Well, it's only half related.
We "hit a pothole", "had a slipup", whatever you want to call it — sunday. Aka: for the sake of my sanity we are not labeling it a relapse but good god does it feel as though I have invited the demons back in.
I know why, but I don't really know why. Because, I mean... I never have, to begin with. So: when I decided i was doing it sunday, i accepted it. "Let it happen", as someone would probably say to me. It's not...
I've been thinking about it for a while now. It's like anything - it comes and goes, a few times a year, and no matter what, I always ignore it.
Except, maybe there's something I'm not paying attention to? Or, ignoring, is the better word for it?
Of course it would be the one thing I have happening in my life.
November, I was burnt out for unrelated reasons. It was a lot to take in. That made sense. Now? ... why now?
There's not really any pressure on me. Yes, I have to do things, yes, it will be noticed if they're bad, but ...... it's not important. We don't spend time on it. I'm coming back next year, but it might be at the cost of ... all of this. I think it's progress. I haven't touched my guitar in any serious capacity in over a year. I think it's progress.
I don't take compliments well. I can't tell if that's why I don't get them, but I'm not being corrected much either. Only when I drift too far from what the work is supposed to be, only after weeks of it going, I can only assume, unnoticed. I keep getting stuck.
...push it back down.
Telling me I'm doing good isn't telling me what I know I have to be getting wrong. I could take it, at the cost of... all of this. I'm anticipating, and I know it can come. This is not where I was when I started.
It's been said, I haven't been told, that not starting it means you're more of a burden, by making the other person have to do it first.

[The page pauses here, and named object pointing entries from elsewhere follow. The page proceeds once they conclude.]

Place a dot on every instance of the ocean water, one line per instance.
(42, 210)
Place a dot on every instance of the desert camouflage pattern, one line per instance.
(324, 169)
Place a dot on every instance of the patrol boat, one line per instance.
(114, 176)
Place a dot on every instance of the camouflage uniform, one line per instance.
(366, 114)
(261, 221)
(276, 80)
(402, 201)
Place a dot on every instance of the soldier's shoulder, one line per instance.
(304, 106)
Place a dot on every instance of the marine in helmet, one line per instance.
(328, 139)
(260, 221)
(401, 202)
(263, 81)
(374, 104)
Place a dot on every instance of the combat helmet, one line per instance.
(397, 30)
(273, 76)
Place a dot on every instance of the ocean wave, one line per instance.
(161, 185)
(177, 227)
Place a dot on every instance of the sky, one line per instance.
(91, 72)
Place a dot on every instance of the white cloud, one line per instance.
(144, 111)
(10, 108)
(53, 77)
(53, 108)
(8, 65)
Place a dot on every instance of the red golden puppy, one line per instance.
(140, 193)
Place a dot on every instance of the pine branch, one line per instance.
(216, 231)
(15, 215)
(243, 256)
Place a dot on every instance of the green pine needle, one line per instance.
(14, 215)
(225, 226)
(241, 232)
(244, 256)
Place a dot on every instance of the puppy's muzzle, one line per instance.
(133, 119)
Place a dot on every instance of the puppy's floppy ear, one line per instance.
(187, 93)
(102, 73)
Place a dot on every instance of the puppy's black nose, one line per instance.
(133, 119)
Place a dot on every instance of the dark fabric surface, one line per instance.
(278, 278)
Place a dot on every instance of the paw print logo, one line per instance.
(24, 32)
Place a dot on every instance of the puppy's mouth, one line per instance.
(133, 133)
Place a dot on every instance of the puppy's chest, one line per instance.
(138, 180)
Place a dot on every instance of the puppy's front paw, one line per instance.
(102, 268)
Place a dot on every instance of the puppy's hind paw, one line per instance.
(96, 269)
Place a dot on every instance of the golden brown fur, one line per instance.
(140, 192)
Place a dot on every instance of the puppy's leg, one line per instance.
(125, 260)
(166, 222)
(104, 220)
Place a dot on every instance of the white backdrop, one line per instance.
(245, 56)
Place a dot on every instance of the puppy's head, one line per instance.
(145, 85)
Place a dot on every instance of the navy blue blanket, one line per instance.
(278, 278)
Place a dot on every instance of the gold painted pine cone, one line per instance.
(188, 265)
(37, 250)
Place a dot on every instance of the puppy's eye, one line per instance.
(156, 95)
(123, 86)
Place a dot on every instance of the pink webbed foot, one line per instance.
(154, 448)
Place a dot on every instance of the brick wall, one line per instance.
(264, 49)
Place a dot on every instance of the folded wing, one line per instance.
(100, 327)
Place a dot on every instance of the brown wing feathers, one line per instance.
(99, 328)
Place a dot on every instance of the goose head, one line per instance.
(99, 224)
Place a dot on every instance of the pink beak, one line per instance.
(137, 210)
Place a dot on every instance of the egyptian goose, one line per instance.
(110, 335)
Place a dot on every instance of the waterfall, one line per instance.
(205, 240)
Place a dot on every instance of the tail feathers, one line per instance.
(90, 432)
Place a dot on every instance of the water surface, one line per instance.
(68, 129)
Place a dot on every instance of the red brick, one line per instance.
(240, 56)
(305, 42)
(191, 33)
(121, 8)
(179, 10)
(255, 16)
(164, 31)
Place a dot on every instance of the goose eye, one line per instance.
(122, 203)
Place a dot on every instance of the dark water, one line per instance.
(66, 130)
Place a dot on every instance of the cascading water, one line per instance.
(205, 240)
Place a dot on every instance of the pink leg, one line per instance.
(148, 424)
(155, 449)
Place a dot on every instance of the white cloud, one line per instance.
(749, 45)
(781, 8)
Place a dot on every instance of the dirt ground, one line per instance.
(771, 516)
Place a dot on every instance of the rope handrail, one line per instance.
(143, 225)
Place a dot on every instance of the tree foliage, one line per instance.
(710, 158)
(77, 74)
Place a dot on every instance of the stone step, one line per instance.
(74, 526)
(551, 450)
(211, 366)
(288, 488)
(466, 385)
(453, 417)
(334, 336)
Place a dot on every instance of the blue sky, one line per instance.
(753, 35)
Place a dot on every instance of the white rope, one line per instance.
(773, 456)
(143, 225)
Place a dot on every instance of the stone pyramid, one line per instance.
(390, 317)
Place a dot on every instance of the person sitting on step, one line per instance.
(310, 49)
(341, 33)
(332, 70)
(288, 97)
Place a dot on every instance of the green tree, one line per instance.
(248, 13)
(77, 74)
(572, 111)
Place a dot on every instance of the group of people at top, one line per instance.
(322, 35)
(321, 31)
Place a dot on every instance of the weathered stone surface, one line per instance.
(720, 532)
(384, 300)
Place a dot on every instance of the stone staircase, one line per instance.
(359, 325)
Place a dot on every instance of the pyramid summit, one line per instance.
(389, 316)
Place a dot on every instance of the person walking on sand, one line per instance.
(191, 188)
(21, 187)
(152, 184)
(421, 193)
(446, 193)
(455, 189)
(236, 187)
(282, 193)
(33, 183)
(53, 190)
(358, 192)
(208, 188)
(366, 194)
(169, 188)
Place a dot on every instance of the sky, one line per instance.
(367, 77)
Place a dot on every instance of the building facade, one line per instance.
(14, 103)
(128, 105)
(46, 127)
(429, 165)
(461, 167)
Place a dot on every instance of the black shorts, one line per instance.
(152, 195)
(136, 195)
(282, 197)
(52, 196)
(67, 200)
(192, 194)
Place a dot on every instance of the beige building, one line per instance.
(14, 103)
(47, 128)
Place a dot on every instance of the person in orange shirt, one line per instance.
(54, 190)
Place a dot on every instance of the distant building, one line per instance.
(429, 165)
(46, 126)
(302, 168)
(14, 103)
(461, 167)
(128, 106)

I know that. I do. And still it doesn't help. I'm not drowning. It wasn't an accident, but it wasn't planned, either. I don't know you.
I don't know you.
I'm not a good person. I'm not a nice person. Every week I tell myself this is really it, and every week I come back, and ... what? Forget I ever said anything? Forget we're not friends?

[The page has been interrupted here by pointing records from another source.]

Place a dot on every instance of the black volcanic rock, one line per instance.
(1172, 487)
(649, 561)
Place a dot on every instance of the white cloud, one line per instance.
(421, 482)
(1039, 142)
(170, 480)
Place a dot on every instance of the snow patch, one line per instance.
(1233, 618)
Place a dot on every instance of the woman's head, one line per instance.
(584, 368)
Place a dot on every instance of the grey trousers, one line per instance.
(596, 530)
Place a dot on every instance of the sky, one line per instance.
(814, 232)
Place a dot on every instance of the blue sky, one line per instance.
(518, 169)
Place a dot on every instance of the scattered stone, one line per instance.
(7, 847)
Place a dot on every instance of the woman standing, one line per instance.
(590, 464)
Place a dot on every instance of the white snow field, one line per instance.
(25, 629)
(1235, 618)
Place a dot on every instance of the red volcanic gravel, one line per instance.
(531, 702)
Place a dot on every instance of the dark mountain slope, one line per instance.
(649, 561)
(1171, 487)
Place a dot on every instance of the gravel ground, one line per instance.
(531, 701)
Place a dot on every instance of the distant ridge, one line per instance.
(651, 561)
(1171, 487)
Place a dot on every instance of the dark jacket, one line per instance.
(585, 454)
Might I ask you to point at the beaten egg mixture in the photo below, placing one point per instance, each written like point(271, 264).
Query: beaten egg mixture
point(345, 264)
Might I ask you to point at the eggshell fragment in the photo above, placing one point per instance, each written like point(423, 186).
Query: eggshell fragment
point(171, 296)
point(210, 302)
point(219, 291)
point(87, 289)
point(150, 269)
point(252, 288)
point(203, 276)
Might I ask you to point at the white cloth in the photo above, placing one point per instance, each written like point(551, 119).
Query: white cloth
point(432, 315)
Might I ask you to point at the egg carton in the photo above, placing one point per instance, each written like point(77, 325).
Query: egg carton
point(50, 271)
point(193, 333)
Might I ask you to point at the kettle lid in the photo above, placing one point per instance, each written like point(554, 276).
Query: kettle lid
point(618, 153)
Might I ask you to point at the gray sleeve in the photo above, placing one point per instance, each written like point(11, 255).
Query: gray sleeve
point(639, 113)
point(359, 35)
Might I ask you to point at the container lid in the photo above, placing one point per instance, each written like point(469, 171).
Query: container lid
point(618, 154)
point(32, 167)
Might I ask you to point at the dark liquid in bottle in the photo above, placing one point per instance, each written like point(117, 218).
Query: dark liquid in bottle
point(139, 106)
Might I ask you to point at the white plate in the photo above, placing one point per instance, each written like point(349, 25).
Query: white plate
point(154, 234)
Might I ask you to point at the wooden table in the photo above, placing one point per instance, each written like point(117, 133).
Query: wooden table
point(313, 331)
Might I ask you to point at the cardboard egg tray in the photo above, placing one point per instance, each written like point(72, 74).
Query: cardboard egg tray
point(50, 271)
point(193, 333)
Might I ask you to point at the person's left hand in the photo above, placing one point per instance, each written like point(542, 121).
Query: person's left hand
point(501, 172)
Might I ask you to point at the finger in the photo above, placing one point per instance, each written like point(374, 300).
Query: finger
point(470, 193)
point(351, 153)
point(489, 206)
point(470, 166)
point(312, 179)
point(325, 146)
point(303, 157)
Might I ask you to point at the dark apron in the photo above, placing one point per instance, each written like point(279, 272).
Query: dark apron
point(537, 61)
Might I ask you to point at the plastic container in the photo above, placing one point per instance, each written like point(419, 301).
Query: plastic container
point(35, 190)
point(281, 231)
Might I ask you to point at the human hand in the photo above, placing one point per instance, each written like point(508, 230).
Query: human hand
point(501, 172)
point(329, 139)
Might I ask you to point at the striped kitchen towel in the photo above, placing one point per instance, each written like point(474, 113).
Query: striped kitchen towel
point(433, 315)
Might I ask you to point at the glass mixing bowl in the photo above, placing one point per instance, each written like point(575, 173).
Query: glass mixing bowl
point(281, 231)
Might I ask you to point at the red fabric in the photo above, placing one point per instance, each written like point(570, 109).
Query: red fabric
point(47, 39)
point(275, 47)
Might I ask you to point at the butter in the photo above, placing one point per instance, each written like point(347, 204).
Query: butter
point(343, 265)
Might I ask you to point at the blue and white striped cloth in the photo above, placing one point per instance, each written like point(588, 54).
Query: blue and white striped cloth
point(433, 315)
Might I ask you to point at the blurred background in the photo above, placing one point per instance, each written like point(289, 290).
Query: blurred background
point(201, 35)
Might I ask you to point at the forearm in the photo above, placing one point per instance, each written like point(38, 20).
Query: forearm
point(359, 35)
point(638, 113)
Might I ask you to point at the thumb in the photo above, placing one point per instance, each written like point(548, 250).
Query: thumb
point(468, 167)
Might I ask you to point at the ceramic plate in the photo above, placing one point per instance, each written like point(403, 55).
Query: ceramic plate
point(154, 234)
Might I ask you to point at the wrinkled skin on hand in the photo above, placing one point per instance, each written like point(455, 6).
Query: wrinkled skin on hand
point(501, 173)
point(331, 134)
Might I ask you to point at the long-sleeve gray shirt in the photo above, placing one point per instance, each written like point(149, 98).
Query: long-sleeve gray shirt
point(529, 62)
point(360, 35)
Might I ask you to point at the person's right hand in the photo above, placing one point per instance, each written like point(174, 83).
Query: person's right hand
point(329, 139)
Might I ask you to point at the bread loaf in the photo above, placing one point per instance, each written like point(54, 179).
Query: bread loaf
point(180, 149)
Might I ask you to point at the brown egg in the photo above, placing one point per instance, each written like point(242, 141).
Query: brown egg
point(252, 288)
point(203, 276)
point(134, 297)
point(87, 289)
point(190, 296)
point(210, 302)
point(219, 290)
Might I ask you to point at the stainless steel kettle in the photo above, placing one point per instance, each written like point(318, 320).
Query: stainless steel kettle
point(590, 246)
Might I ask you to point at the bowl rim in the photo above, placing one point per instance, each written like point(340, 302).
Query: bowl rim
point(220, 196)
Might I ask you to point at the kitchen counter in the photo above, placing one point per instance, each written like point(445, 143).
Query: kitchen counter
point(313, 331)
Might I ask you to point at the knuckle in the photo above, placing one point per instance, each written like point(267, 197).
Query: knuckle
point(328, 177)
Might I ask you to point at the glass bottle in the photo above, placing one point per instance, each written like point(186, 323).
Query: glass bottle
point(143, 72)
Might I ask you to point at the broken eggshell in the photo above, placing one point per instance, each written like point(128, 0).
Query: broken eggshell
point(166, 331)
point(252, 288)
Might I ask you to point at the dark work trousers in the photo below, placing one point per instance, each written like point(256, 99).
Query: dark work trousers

Well, we're not, huh? Nobody is, with me. What you see I swear you misunderstand. You don't ask. If you do, well, I can't answer. We're at an impasse.
It's not even my fault we didn't make it. I shouldn't feel like this over nothing. I don't do anything. You will, correctly, not let me do anything, because potential doesn't matter if you can't back it up. If you won't back it up. I let things happen to me.

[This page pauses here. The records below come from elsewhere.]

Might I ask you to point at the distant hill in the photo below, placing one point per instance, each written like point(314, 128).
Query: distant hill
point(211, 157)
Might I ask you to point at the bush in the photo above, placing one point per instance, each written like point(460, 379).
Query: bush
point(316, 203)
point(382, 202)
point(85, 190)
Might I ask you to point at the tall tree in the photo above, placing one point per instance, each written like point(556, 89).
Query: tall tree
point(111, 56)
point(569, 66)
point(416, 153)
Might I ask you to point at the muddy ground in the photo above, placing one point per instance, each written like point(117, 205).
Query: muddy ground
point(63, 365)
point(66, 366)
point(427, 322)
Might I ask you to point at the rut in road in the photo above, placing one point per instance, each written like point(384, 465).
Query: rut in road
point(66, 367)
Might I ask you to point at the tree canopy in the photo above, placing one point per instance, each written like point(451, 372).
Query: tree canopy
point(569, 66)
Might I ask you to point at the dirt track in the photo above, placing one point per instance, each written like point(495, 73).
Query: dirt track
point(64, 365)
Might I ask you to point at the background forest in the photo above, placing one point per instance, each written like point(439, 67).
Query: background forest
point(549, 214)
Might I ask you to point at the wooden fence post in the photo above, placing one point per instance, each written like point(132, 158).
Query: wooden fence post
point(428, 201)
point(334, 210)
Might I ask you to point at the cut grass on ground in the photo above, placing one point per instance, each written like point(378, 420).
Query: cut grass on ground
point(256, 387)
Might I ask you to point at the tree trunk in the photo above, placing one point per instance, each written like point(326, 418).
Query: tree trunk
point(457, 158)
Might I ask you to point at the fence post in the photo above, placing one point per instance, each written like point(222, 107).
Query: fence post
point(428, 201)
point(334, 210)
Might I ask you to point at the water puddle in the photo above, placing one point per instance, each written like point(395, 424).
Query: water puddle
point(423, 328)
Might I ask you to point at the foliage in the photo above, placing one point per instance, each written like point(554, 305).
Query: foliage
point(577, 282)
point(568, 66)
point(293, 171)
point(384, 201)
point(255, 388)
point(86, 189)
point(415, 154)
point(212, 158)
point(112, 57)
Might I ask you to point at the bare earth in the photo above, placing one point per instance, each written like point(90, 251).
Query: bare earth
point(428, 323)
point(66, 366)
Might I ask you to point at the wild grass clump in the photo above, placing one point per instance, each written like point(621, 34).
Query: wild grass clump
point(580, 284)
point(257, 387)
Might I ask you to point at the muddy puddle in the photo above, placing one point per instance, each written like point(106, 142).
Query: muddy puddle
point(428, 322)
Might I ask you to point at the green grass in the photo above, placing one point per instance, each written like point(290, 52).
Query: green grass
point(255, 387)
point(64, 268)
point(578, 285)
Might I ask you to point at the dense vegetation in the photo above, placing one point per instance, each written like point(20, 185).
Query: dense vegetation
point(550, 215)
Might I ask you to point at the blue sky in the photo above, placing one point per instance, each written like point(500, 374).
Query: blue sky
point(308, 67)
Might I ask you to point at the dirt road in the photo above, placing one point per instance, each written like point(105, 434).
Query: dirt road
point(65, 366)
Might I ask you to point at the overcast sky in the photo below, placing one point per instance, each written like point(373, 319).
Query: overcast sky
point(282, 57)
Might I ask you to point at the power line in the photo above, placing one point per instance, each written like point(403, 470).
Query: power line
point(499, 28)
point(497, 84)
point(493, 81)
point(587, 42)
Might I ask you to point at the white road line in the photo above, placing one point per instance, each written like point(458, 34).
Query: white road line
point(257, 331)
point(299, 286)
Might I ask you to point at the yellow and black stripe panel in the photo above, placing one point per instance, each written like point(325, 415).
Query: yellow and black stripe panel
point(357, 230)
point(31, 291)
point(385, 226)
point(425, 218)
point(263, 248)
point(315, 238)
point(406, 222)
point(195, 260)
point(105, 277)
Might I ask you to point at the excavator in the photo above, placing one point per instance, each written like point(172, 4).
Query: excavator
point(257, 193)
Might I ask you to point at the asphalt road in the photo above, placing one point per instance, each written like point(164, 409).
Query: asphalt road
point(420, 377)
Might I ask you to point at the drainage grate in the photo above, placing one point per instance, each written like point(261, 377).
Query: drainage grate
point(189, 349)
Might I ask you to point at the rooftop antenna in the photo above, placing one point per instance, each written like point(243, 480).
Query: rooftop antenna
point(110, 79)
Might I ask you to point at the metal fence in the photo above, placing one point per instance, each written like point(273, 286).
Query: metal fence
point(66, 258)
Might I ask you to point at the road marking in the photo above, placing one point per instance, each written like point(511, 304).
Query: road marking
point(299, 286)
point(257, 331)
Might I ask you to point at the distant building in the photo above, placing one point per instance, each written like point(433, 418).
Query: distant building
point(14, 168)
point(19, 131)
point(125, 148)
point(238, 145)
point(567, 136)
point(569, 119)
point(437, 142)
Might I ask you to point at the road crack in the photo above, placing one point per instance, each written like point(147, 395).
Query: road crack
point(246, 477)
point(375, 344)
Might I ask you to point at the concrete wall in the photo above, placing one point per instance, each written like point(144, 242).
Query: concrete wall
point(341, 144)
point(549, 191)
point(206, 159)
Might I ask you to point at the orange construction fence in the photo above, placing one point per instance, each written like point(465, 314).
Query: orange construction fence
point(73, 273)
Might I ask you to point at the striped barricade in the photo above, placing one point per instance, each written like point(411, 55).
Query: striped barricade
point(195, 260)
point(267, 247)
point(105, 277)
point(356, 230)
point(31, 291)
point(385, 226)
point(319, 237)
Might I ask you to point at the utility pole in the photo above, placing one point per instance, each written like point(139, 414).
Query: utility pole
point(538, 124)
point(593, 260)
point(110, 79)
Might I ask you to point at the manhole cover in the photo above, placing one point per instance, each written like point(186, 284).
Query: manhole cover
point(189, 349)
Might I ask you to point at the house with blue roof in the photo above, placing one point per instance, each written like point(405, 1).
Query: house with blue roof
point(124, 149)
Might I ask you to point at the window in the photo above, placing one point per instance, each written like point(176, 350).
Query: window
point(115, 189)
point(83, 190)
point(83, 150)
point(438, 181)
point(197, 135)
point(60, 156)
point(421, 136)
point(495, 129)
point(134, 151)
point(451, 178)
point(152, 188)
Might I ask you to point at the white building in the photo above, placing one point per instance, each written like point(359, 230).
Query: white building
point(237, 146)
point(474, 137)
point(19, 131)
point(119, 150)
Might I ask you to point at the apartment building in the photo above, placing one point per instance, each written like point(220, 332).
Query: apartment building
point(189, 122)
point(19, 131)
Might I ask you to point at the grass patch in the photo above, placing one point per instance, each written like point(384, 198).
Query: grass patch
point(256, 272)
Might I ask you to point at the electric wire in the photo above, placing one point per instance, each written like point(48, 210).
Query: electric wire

I don't even feel better. And, actually, ironically, i think i know what would let me feel better. If I can't be upset with anyone else, at least I can be with myself.
... but, well, not even that. Your heart in my hands, but I mean it diegetically. And metaphorically. I hate putting myself out there, I hate having to actually perform, and yet every time, no matter what, I do it. I'm fine. I only cared at the start, and even then not very.
I don't feel anything. Not a lot, anyways. I don't let it happen. I can't. I don't know what it'll mean if I start being honest with myself.
...
I've pulled myself out of this before. A few times, now. Different circumstances, but I've done it all the same. Seasonal depression notwithstanding.
I'm only here because I did things I was scared to. And still, I'm the same. No progress made. The only way out is to do it again but I feel like I can't. I can't.
Will someone just let me say that?
Will someone just fucking help for once?